Do you have some examples of ways in which you’ve tailored your nutrition support advice to support your patient’s ethnic/cultural needs?
I assessed a patient of African origin as she was at risk of malnutrition and required nutrition support advice. I went through the dietary assessment with her and asked her what she thinks she can do to increase her calorie and protein intake. She told me that she can make her hot beverages milky as she consumes this a lot. I then asked her about the type of milk she uses and was willing to try (rather than telling her straight away what milk she should use). She told me she uses semi-skimmed milk and I asked if she would consider also using milk powder too and she agreed. I was then able to tell her about Nido, which is a full-fat milk powder that some individuals of African origin enjoy. She agreed to add it to her hot beverages and her cereals. She complied well to this advice as well as other advice given which was evidenced by increased body weight and her being able to maintain an ideal BMI.
Another example is an outpatient of South Asian (Indian) origin who lost a significant amount of weight. I asked the patient about what types of foods (including cultural food) he normally consumes or would like to eat. We then spoke about ways he can increase his energy and protein intake by having nourishing drinks. I was able to talk about making homemade lassi, which is a yoghurt-based drink that is popular in South Asian countries. He was surprised at first that I knew about this, but this made him very keen to try and we were able to discuss different ingredients to add to increase protein content. He complied well to this advice as well as other dietary advice that was agreed with him together. I was able to discharge him as he was doing so well and met his energy and protein requirements as evidenced by no further weight loss.

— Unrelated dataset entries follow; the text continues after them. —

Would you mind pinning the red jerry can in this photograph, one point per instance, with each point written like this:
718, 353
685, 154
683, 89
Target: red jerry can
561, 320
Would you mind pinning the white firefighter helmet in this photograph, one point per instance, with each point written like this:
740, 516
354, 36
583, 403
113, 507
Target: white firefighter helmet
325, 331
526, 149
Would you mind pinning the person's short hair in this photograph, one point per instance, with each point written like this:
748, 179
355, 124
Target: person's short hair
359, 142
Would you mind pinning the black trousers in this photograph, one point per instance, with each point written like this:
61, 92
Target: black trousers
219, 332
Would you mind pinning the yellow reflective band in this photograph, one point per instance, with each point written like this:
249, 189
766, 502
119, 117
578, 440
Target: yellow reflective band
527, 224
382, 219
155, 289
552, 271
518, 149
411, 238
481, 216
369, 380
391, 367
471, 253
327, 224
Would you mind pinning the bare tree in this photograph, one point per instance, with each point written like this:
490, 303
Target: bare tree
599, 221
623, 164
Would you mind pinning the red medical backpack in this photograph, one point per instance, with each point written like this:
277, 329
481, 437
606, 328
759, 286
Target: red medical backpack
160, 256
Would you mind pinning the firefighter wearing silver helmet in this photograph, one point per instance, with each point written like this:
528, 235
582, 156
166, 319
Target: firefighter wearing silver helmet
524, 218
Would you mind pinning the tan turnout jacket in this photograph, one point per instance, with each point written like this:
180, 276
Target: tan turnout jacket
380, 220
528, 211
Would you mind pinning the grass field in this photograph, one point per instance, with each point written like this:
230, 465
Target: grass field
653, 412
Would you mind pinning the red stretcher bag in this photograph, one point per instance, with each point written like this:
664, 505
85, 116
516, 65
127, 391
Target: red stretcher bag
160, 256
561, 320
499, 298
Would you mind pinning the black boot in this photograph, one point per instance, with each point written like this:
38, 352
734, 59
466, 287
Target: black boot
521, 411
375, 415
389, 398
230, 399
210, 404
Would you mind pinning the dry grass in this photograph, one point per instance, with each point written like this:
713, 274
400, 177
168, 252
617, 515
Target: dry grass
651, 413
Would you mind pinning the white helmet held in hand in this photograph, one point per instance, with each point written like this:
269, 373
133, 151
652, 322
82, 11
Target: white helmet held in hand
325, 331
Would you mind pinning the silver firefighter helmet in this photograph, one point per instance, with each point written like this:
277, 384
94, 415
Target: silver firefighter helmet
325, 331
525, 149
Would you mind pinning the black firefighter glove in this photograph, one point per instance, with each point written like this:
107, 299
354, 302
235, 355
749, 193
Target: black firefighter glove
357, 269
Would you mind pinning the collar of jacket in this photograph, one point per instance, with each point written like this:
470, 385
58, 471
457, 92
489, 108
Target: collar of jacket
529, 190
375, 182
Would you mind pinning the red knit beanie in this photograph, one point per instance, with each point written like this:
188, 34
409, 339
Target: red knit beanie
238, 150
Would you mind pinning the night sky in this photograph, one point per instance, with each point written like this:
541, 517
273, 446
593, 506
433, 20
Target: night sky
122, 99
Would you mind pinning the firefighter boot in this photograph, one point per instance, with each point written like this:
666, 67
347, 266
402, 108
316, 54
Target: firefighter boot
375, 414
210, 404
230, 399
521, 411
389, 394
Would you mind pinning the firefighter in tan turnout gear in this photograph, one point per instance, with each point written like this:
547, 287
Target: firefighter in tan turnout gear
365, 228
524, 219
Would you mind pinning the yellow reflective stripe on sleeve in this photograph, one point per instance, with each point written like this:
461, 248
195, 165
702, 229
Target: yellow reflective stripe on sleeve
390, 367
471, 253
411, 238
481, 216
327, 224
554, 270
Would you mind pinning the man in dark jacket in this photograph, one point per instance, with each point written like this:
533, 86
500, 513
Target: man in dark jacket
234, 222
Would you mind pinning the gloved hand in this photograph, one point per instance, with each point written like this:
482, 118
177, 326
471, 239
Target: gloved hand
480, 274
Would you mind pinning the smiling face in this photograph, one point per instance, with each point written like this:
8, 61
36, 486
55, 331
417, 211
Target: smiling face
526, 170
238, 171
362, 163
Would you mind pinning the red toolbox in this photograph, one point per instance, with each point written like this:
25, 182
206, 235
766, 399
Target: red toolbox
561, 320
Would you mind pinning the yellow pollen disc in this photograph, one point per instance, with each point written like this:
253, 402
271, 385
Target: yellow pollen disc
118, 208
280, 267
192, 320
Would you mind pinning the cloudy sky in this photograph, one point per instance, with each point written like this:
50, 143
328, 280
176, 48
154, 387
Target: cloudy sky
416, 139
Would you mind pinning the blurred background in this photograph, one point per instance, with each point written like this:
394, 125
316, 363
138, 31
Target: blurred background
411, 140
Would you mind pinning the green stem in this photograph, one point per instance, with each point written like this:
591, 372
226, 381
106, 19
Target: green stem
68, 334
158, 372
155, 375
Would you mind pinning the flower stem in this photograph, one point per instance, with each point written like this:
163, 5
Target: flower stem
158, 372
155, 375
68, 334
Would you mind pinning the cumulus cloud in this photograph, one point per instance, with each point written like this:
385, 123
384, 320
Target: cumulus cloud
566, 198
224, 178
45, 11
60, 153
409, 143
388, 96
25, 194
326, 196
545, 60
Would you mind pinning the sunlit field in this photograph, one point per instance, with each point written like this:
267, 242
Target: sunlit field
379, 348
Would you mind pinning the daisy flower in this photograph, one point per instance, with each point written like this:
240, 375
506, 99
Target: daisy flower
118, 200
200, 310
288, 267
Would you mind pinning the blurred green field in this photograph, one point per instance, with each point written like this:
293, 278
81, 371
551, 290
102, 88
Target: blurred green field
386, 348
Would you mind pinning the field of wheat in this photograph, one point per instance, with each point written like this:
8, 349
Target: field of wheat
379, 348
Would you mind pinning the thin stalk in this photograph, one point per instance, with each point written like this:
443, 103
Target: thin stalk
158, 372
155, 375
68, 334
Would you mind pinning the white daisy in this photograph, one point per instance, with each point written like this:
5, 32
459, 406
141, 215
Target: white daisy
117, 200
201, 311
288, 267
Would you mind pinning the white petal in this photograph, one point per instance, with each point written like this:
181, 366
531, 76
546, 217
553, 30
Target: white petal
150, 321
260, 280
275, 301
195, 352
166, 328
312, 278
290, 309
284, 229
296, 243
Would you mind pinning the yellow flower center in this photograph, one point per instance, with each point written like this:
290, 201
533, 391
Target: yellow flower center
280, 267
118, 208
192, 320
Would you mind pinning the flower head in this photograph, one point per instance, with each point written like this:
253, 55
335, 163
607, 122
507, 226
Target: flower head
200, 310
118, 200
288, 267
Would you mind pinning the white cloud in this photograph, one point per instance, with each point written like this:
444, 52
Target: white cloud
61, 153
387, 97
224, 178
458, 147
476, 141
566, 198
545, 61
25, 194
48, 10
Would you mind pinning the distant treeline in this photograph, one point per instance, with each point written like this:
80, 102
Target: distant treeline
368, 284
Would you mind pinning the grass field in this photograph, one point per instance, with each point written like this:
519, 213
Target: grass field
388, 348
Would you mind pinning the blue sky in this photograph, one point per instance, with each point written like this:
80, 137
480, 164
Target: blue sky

What other considerations should HCPs take into account when conducting their dietetic assessment? How could this be incorporated into a dietetic consultation?
Other considerations that HCPs should take into account when conducting their dietetic assessment is the religion and social background of patients. This can be incorporated during dietary assessment. It is so important to ask if patients have any dietary restrictions due to religion or upbringing. Some patients tend not to disclose this information unless asked. I once assessed a Jamaican lady who was referred to me for nutrition support. She was a Rastafarian who was not allowed to drink cow’s milk or eggs, I was able to know other dietary restrictions that Rastafarians have and in turn, was able to provide suitable and tailored dietary advice.
Where/how can dietitians find further information about ethnic/cultural dietary needs?
There are not many resources available online about ethnic/dietary needs. I think Dietitians from different ethnic groups should consider creating ethnic-specific resources for their team to give to patients or clients if they can. With this being said, I have contacted the BDA to see whether I could write a food fact sheet tailored to African and Caribbean individuals so that Dietitians can use it for patients from these ethnic groups.
I recommend all Dietitians to get a copy of the Multicultural Handbook of Food, Nutrition and Dietetics by Aruna Thaker and Arlene Barton. It gives an insight into religious and cultural requirements and traditional diets.
How can medical nutrition companies help to support diversity in dietetics?
Medical nutrition companies can help to support diversity in dietetics by championing diversity all year round. They can feature Dietitians and student dietitians from different ethnic groups on blogs and websites. They can also get them involved in nutrition-related promotions and adverts too. Medical nutrition companies can also consider creating webinars, CPDs, or other resources on ways to optimise nutrition status in individuals from different ethnicities which may be beneficial for healthcare professionals.